Rewiring Host Lipid Metabolism by Large Viruses Determines the Fate of Emiliania huxleyi, a Bloom-Forming Alga in the Ocean.

作者信息

Rosenwasser Shilo, Mausz Michaela A, Schatz Daniella, Sheyn Uri, Malitsky Sergey, Aharoni Asaph, Weinstock Eyal, Tzfadia Oren, Ben-Dor Shifra, Feldmesser Ester, Pohnert Georg, Vardi Assaf

机构信息

Department of Plant Sciences, Weizmann Institute of Science, Rehovot 7610001, Israel.

Institute of Inorganic and Analytical Chemistry/Bioorganic Analytics, Friedrich Schiller University Jena, 07743 Jena, Germany Leibniz Institute for Natural Product Research and Infection Biology, Hans Knöll Institute, 07745 Jena, Germany.

出版信息

Plant Cell. 2014 Jun;26(6):2689-2707. doi: 10.1105/tpc.114.125641. Epub 2014 Jun 10.

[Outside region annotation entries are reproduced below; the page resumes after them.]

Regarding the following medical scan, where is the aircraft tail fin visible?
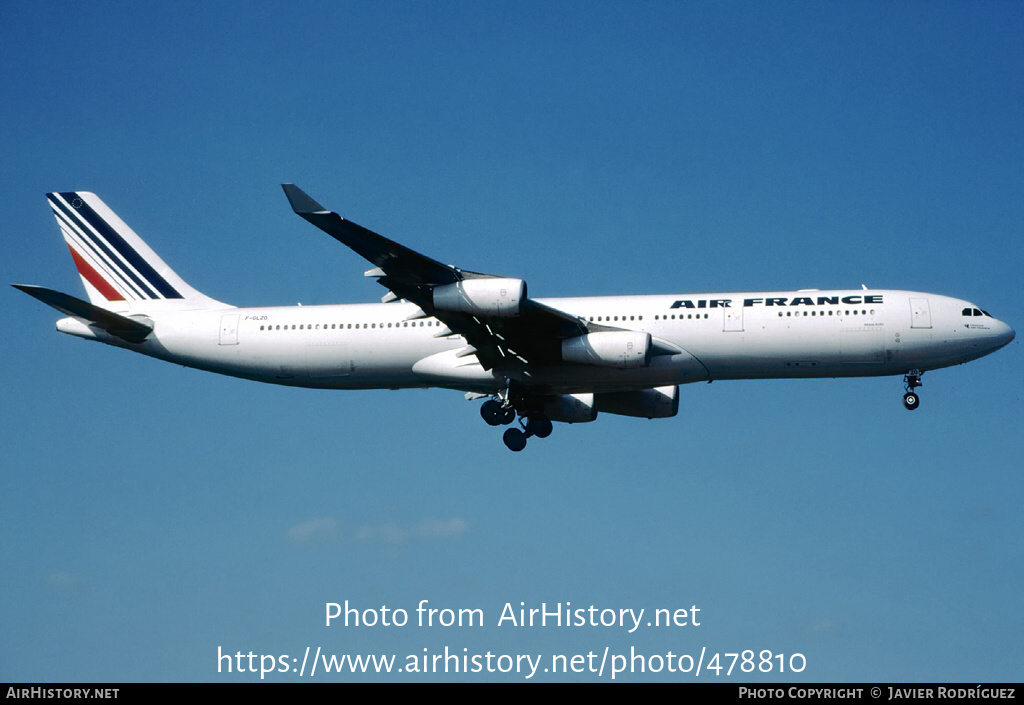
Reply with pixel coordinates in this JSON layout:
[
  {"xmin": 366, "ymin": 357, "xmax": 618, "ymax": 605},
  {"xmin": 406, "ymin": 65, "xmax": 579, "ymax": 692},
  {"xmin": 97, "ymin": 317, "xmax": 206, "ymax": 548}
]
[{"xmin": 46, "ymin": 191, "xmax": 225, "ymax": 310}]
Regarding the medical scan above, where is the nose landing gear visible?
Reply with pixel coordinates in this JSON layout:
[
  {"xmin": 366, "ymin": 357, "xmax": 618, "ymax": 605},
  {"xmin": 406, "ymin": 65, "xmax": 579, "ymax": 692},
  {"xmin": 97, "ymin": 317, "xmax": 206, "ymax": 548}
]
[
  {"xmin": 903, "ymin": 370, "xmax": 924, "ymax": 411},
  {"xmin": 502, "ymin": 416, "xmax": 551, "ymax": 453}
]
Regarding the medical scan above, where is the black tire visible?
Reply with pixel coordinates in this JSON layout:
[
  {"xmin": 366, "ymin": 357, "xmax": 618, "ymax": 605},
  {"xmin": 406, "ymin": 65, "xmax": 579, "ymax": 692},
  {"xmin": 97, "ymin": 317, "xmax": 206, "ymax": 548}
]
[
  {"xmin": 480, "ymin": 399, "xmax": 503, "ymax": 426},
  {"xmin": 502, "ymin": 428, "xmax": 526, "ymax": 453},
  {"xmin": 903, "ymin": 391, "xmax": 921, "ymax": 411},
  {"xmin": 526, "ymin": 416, "xmax": 552, "ymax": 439}
]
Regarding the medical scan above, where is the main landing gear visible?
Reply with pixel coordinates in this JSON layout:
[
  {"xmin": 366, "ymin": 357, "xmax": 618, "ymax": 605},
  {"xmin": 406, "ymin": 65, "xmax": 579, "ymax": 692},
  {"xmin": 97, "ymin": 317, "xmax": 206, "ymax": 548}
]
[
  {"xmin": 480, "ymin": 396, "xmax": 552, "ymax": 453},
  {"xmin": 903, "ymin": 370, "xmax": 924, "ymax": 411}
]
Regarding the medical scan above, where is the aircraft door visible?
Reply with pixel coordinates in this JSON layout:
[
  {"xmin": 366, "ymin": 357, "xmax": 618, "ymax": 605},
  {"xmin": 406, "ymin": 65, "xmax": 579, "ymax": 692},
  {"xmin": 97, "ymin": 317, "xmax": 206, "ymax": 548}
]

DOI:10.1105/tpc.114.125641
PMID:24920329
原文链接:https://pmc.ncbi.nlm.nih.gov/articles/PMC4114960/
Abstract

Marine viruses are major ecological and evolutionary drivers of microbial food webs regulating the fate of carbon in the ocean. We combined transcriptomic and metabolomic analyses to explore the cellular pathways mediating the interaction between the bloom-forming coccolithophore Emiliania huxleyi and its specific coccolithoviruses (E. huxleyi virus [EhV]). We show that EhV induces profound transcriptome remodeling targeted toward fatty acid synthesis to support viral assembly. A metabolic shift toward production of viral-derived sphingolipids was detected during infection and coincided with downregulation of host de novo sphingolipid genes and induction of the viral-encoded homologous pathway. The depletion of host-specific sterols during lytic infection and their detection in purified virions revealed their novel role in viral life cycle. We identify an essential function of the mevalonate-isoprenoid branch of sterol biosynthesis during infection and propose its downregulation as an antiviral mechanism. We demonstrate how viral replication depends on the hijacking of host lipid metabolism during the chemical "arms race" in the ocean.

摘要

海洋病毒是微生物食物网的主要生态和进化驱动力,调控着海洋中碳的命运。我们结合转录组学和代谢组学分析,以探索介导形成水华的颗石藻赫氏颗石藻及其特定的颗石藻病毒(赫氏颗石藻病毒[EhV])之间相互作用的细胞途径。我们发现,EhV诱导了针对脂肪酸合成的深刻转录组重塑,以支持病毒组装。在感染期间检测到代谢向病毒衍生鞘脂的产生转变,这与宿主从头合成鞘脂基因的下调以及病毒编码的同源途径的诱导相吻合。在裂解感染期间宿主特异性固醇的消耗以及在纯化病毒粒子中对它们的检测揭示了它们在病毒生命周期中的新作用。我们确定了感染期间固醇生物合成的甲羟戊酸 - 类异戊二烯分支的重要功能,并提出其下调作为一种抗病毒机制。我们展示了在海洋中的化学“军备竞赛”期间病毒复制如何依赖于对宿主脂质代谢的劫持。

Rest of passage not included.